Explain the three-file pattern and why each file matters.

.gitignore (committed): tells Git to ignore .env, preventing credential commits. .env.example (committed): documents required variables using placeholders, so teammates know what's needed. .env (never committed): contains real credentials; each developer keeps their own locally. The pattern balances documentation (the team knows what the project needs) with security (nobody's actual secrets leave their machine).

What do 401, 403, and 429 mean, and how should you handle each?

401 Unauthorized means "I don't know who you are", wrong or missing credentials. Fix the key; don't retry.

403 Forbidden means "I know who you are, but you can't do this", your key is valid but this operation isn't permitted. Check your plan tier or request different data; don't retry.

429 Too Many Requests means "you're going too fast", rate limit hit. Respect the Retry-After header if present, otherwise fall back to exponential backoff. This one you can retry, politely.

Why validate credentials at startup instead of at the first request?

Failing fast surfaces configuration problems in a second rather than ten minutes into a run. The error message can be specific ("set OPENWEATHER_API_KEY in your .env") instead of a generic traceback. You avoid wasting CPU, bandwidth, and API quota on work that can't finish. And configuration errors stay cleanly separated from logic bugs, which makes debugging later code much easier.

When should you retry a failed request, and when shouldn't you?

Retry: 429 (rate limits), 5xx (server errors), timeouts, connection errors. These are transient; waiting often fixes them.

Don't retry: 401 (bad credentials), 403 (missing permissions), 404 (wrong resource), 400 (bad request). These don't fix themselves, and retrying wastes quota without getting any closer to success.

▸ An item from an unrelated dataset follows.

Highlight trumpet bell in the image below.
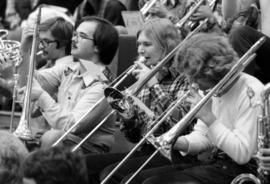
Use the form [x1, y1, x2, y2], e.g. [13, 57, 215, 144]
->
[104, 88, 134, 119]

Why don't .env files work in production?

.env files are excellent locally but awkward at scale: manual file management across many servers is error-prone, they can't go into version control (but production deployment pipelines live in version control), they have no access controls or audit logs, and rotating keys means editing files on every machine instead of one centralised update. Production uses platform secrets managers (AWS Secrets Manager, Azure Key Vault, Doppler, Vault) that solve all four. The good news: your Python code doesn't change, os.getenv() reads platform-managed variables exactly the same way it reads .env-loaded ones.

How does load_dotenv() work, and why does that matter?

load_dotenv() reads your .env file, parses the NAME=value pairs, and injects them into os.environ at runtime. After that, os.getenv() returns those values as if they'd been set in the shell.

The power of that indirection: the same Python code runs unchanged in development (variables come from .env) and production (variables come from the platform's secrets manager). Nothing is environment-specific; the only thing that changes is where os.getenv() happens to find the value.

Looking forward

Every later chapter that touches a real API, Chapter 8's multi-API weather dashboard, Chapter 14's OAuth flow, Chapter 16's Spotify integration, reuses the patterns in this chapter. The three-file setup, os.getenv() with defaults, startup validation, and 401/403/429 handling become reflexive. When they're reflexive, the next chapter is free to focus on coordination logic and application structure instead of credential management.

Before moving on, one self-check: pick an API you haven't used yet, NewsAPI, GitHub, NASA, OpenAI, whatever appeals, and wire it up from scratch using the patterns from this chapter. .gitignore, .env.example, .env, load_dotenv(), os.getenv(), startup validation, 429 retry. If you can do the whole loop without looking anything up, credential management has moved from knowledge to habit, which is exactly where you want it.